The infrastructure could manipulate the running process in the usual ways (spreading out CPU, I/O and memory load) but also in novel ways (clustering goroutines that communicate a lot together on the same machine) or even just by experimenting and learning about a given binary and its workload. The infrastructure could also respond to external signals like the diurnal cycle or geographic traffic patterns by firing up "Asia goroutines" or "Europe goroutines," all without any burden on the developer. The abstraction of a single process containing goroutines is preserved, it just happens to be running on a planet-scale machine.
File concurrency might require record-structured or KV data, but the right solution here is likely some distributed database service which, like load balancing, is outside the scope of the language and runtime.

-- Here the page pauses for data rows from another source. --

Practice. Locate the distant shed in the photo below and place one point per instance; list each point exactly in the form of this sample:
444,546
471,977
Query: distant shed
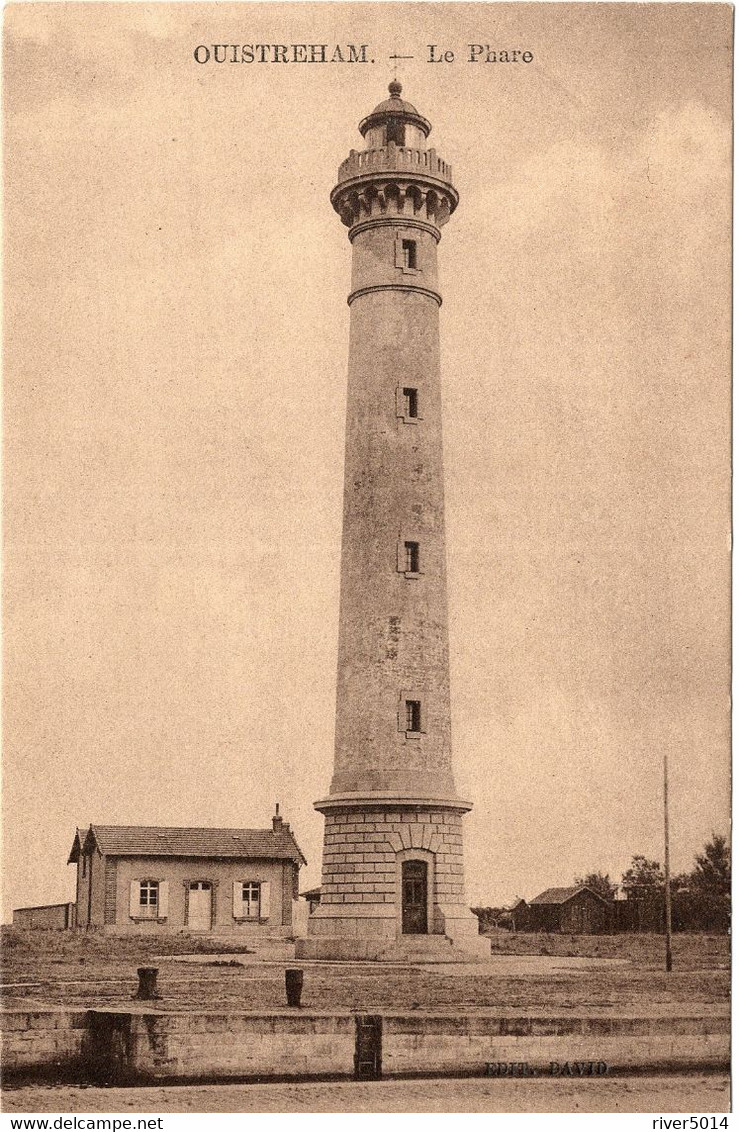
577,909
46,916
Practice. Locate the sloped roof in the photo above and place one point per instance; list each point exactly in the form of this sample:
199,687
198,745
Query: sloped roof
561,895
160,841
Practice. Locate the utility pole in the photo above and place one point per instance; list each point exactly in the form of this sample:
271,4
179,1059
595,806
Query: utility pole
668,894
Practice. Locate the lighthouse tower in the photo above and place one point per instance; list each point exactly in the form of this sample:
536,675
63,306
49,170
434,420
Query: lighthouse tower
393,881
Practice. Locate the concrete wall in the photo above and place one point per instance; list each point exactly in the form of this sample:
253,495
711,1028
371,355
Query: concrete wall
42,1040
143,1046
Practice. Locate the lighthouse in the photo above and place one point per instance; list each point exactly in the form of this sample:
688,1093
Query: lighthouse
393,875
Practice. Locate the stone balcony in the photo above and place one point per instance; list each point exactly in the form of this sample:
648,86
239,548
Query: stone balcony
394,159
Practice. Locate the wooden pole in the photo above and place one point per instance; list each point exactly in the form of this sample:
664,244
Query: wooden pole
668,894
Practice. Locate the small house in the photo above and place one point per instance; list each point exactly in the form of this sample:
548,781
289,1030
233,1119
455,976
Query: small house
142,878
578,910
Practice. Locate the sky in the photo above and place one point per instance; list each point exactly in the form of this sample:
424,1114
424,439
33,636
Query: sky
175,343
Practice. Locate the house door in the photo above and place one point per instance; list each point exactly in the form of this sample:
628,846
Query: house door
199,906
415,893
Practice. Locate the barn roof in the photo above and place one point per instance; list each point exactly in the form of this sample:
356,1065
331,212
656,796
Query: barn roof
160,841
561,895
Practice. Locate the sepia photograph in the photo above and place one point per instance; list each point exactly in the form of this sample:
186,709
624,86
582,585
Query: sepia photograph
367,558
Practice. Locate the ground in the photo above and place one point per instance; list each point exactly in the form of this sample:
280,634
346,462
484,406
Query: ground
93,970
620,974
695,1094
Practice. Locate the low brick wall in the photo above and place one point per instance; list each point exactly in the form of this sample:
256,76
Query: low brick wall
42,1040
498,1046
140,1045
159,1046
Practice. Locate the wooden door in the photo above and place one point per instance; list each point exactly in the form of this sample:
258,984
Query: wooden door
415,898
199,906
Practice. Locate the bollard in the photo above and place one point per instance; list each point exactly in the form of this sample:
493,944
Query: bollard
147,983
293,985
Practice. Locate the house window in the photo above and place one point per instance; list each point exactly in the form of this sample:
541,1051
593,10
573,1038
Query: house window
412,565
148,899
411,403
250,899
413,715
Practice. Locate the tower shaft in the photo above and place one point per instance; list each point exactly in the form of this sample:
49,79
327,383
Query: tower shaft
393,863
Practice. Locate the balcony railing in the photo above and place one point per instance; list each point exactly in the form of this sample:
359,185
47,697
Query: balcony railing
393,157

One last benefit is reliable execution. All computation of a goroutine that happens between calls to the runtime server has by definition no externally visible effect. In other words each call to the runtime server is a chance to "checkpoint" a running goroutine (stacks, heap, PC--likely not a lot of data). If a machine fails, the goroutines running on it could be transparently restarted elsewhere. This could also happen across runtime server calls that can be implemented with transactions and playback. As always this would be invisible to the developer, their binary just runs forever.
To summarize, the (long-term) benefit is accessing the performance, reach, and redundancy of a modern distributed system with few code changes and almost no new concepts to learn. The infrastructure has the hooks into your program to measure and scale it how it wants, and as the infrastructure gets better your program does too.
Is it your goal to move goroutines that belong to one process to another physical machine with the help the proposed runtime servers? That will be very hard research problem for distributed computing..... Or is it your goal to stub out, say, network access from Go programs, so that, say, service providers could provide a proprietary "socket" implementation for clients at the application level? If that's the case, my question, does it has to be tightly integrated with the runtime? Can it be implemented as a set of packages that replaces the existing net, net/http packages? AppEngine does just that. Anyway, I think you proposed a solution without first giving specifics of what you're trying to achieve with the solution.